Mr Woodard had installed four video camera devices at his property: on the shed, driveway, gable end wall, and front garden windowsill. He was able to monitor who was present at his property and its surroundings, at any given time. Such data was immediately available via
his mobile phone app and was recorded visually and orally. His neighbour, Dr Fairhurst claimed that the cameras were intruding on her privacy as it was recording the front and back of her property, shared driveway and her parking space - whichfell beyond the boundaries of Mr Woodard’s property.

Dr Fairhurst was also misled by Mr Woodard as to the cameras functionality and extent of coverage. The Oxford Court ruled that
as the audio and video recording went beyond Mr Woodard’s boundary, he did not process data in a fair nor transparent manner, and he did not lawfully process Dr Fairhurst’s data. Therefore, he was in breach of the DPA and GDPR. Furthermore, when Dr Fairhurst had
questioned Mr Woodard about the CCTV, Mr Woodard became hostile and the Court had further ruled that the hostile conduct amounted to harassment.

Alongside the successful claims for breach of data and harassment, Dr Fairhurst had also brought a claim of nuisance by loss of privacy which had failed. The Court of Appeal had rejected a similar claim in the case of Fearn and Ors v.Board of Trustees of the Tate Gallery
[2020] EWCA Civ 1 whereby flat owners claimed sections of the viewing gallery of Tate Modern had unreasonably interfered with the enjoyment of their flats, as the two were adjacent and visitors had an uninterrupted view of the flats.
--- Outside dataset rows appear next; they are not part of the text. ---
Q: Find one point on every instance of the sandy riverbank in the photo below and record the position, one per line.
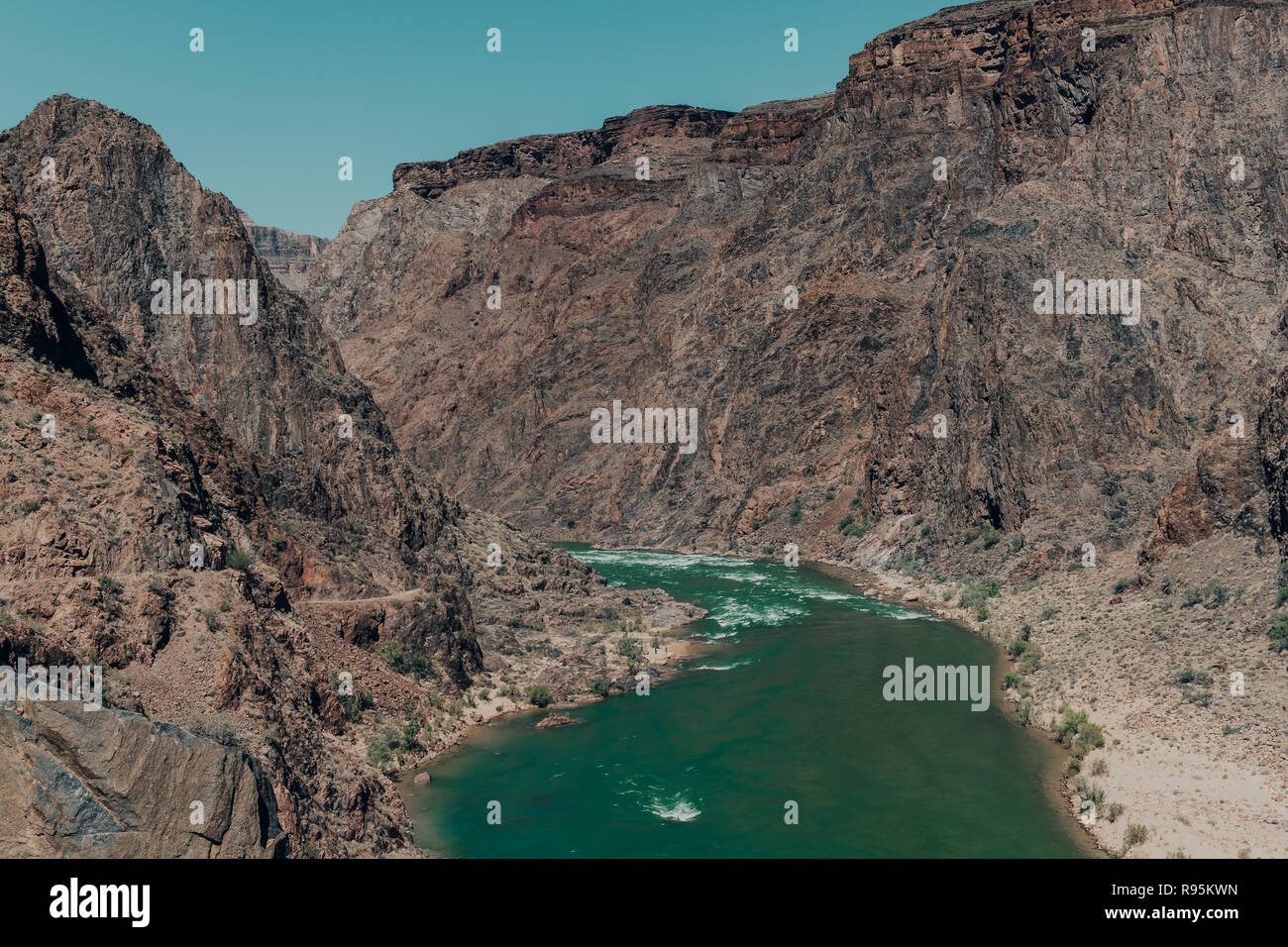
(1206, 775)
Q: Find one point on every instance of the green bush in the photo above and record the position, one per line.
(975, 595)
(237, 560)
(408, 660)
(632, 650)
(1279, 635)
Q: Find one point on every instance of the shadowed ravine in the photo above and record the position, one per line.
(786, 705)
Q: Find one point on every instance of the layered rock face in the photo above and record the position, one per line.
(915, 291)
(213, 510)
(288, 254)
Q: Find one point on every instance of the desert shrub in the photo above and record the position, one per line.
(1279, 635)
(411, 660)
(632, 650)
(539, 694)
(1024, 711)
(239, 560)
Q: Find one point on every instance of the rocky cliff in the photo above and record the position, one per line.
(288, 254)
(210, 508)
(1006, 304)
(915, 290)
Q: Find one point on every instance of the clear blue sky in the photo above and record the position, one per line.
(284, 88)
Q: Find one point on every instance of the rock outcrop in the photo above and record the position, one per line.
(211, 509)
(288, 254)
(964, 158)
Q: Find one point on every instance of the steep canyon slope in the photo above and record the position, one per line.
(918, 408)
(134, 441)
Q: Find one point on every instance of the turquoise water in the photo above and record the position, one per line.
(785, 706)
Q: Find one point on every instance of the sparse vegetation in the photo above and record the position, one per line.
(539, 694)
(1136, 835)
(239, 560)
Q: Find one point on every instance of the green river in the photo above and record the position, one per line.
(784, 706)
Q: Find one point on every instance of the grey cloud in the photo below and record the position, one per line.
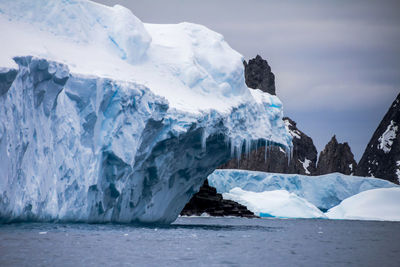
(337, 63)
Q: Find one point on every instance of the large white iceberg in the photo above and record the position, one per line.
(104, 118)
(325, 191)
(377, 204)
(277, 203)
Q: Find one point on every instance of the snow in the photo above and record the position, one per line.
(306, 164)
(277, 203)
(104, 118)
(325, 191)
(110, 42)
(378, 204)
(386, 140)
(294, 133)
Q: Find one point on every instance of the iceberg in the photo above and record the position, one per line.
(106, 119)
(377, 204)
(325, 191)
(277, 203)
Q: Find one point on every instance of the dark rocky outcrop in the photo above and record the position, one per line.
(303, 161)
(258, 75)
(207, 200)
(336, 157)
(382, 155)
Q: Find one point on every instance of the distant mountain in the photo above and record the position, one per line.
(336, 157)
(382, 154)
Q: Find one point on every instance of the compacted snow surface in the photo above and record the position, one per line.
(325, 191)
(277, 203)
(104, 118)
(377, 204)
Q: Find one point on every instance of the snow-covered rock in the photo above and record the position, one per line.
(104, 118)
(381, 157)
(325, 191)
(376, 204)
(277, 203)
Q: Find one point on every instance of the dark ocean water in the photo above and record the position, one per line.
(204, 242)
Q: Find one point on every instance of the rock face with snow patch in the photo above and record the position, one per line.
(275, 159)
(81, 140)
(258, 75)
(381, 157)
(336, 157)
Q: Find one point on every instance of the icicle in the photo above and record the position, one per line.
(265, 151)
(232, 148)
(204, 140)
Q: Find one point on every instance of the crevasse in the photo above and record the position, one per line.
(118, 137)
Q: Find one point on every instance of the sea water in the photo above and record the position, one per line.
(203, 241)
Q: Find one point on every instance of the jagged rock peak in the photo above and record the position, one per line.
(336, 157)
(381, 157)
(258, 75)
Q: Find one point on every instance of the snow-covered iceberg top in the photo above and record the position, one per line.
(277, 203)
(325, 191)
(377, 204)
(104, 118)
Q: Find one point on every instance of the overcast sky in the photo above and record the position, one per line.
(337, 63)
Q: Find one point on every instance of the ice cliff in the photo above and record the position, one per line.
(104, 118)
(324, 191)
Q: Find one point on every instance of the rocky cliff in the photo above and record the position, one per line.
(258, 75)
(207, 200)
(382, 155)
(336, 157)
(275, 159)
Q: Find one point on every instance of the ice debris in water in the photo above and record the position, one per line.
(104, 118)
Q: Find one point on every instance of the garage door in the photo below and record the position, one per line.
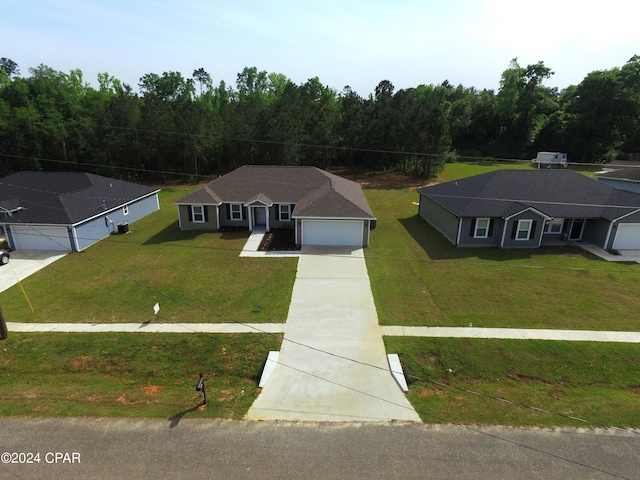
(332, 232)
(627, 237)
(40, 238)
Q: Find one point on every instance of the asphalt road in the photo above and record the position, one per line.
(102, 448)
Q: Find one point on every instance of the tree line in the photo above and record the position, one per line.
(51, 120)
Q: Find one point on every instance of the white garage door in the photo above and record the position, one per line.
(332, 232)
(627, 237)
(40, 238)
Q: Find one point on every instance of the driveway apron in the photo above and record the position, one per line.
(332, 364)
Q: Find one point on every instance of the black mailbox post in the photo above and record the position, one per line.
(200, 388)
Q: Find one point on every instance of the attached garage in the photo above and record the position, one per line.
(627, 237)
(37, 237)
(332, 232)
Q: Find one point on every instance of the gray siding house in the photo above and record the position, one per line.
(68, 211)
(321, 208)
(528, 208)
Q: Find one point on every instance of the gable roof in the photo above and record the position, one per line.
(64, 198)
(556, 193)
(315, 192)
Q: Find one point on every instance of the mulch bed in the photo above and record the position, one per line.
(278, 240)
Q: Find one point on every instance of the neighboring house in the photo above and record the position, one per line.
(526, 208)
(68, 211)
(322, 208)
(624, 179)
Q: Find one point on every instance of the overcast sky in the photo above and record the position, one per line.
(347, 42)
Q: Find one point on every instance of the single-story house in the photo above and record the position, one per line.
(322, 208)
(528, 208)
(624, 178)
(68, 211)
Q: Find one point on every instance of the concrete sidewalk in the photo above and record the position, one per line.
(513, 333)
(24, 263)
(332, 364)
(388, 331)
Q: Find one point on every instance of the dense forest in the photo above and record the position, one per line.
(171, 125)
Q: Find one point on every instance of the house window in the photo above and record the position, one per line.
(284, 212)
(198, 213)
(235, 211)
(482, 228)
(555, 225)
(523, 231)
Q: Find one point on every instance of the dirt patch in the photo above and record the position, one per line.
(278, 240)
(152, 389)
(385, 179)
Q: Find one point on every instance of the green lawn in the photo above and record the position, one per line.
(195, 276)
(131, 375)
(598, 382)
(419, 278)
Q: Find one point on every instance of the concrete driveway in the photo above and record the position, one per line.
(24, 263)
(332, 364)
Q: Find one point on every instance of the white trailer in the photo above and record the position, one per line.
(550, 159)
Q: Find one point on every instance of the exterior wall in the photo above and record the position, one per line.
(273, 217)
(635, 218)
(468, 228)
(534, 241)
(442, 220)
(225, 221)
(101, 227)
(621, 184)
(596, 231)
(186, 224)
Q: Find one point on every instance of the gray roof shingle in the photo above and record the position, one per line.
(64, 198)
(315, 192)
(556, 193)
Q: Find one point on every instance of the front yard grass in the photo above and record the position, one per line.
(195, 276)
(419, 279)
(131, 375)
(598, 382)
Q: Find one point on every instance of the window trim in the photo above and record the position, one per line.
(287, 216)
(476, 233)
(198, 217)
(550, 225)
(519, 229)
(238, 215)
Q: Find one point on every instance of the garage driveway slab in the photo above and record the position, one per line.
(332, 364)
(24, 263)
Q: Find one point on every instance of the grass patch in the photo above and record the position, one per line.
(419, 278)
(598, 382)
(131, 375)
(195, 276)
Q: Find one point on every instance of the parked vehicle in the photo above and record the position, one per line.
(550, 159)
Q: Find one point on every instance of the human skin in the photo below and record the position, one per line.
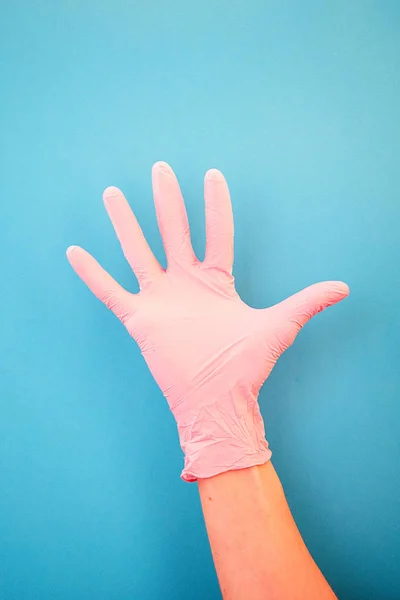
(210, 353)
(258, 551)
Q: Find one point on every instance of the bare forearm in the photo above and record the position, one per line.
(257, 548)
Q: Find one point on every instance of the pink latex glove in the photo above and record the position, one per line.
(208, 351)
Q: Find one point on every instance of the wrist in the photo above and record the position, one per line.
(223, 435)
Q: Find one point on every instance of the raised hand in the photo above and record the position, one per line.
(208, 351)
It was ruled that overlooking
from one property to another is not capable of giving rise to a cause of action in nuisance.

This case however is being appealed at the Supreme Court on 8 th December 2021.
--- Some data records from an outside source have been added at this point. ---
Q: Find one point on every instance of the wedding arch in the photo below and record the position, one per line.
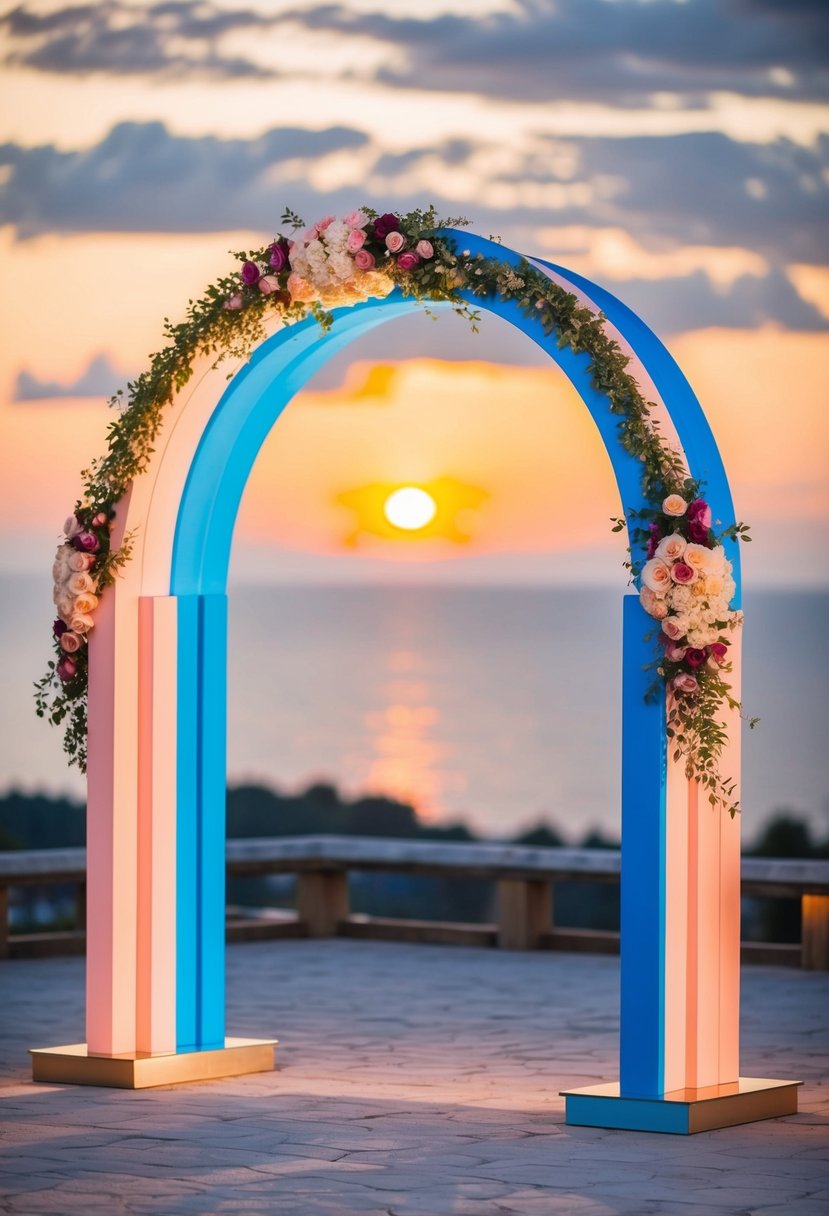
(141, 632)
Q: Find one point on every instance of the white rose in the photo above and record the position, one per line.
(671, 547)
(697, 557)
(79, 583)
(657, 575)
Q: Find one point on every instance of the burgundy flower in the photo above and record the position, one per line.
(277, 254)
(654, 536)
(700, 511)
(409, 260)
(66, 669)
(86, 542)
(385, 224)
(698, 532)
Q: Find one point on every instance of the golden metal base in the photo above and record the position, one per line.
(683, 1112)
(74, 1065)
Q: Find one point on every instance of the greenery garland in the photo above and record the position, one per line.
(336, 263)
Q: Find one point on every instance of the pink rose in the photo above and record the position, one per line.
(675, 628)
(299, 288)
(79, 562)
(694, 657)
(409, 260)
(718, 651)
(657, 575)
(66, 669)
(682, 573)
(653, 603)
(675, 505)
(79, 583)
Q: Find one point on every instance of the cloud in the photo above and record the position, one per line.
(626, 51)
(667, 192)
(142, 179)
(99, 380)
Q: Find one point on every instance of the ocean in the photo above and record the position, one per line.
(498, 707)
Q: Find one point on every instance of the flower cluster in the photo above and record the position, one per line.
(74, 589)
(334, 263)
(687, 585)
The case of Fairhurst v Woodard

The case of Fairhurst v Woodard is similar to the European Court of Justice case of František Ryneš v Úřad pro ochranu osobních údajů, Case C-212/13, whereby Mr Rynes was fined by the Czech authorities for infringing data protection rules as his home video
security systems filmed individuals on a public footpath.

Fairhurst v Woodard is the first case on domestic CCTV in England and Waled, it highlights that we must be mindful of the DPA and GDPR as to the implications of video surveillance at home. The Information Commissioner’s Office (ICO) have published clear guidance
whereby: ‘when devices capture images of people outside an individual’s property
boundary, GDPR does apply’.

Homeowners must seek a balance between the safety concerns of themselves and the privacy concerns of their neighbours.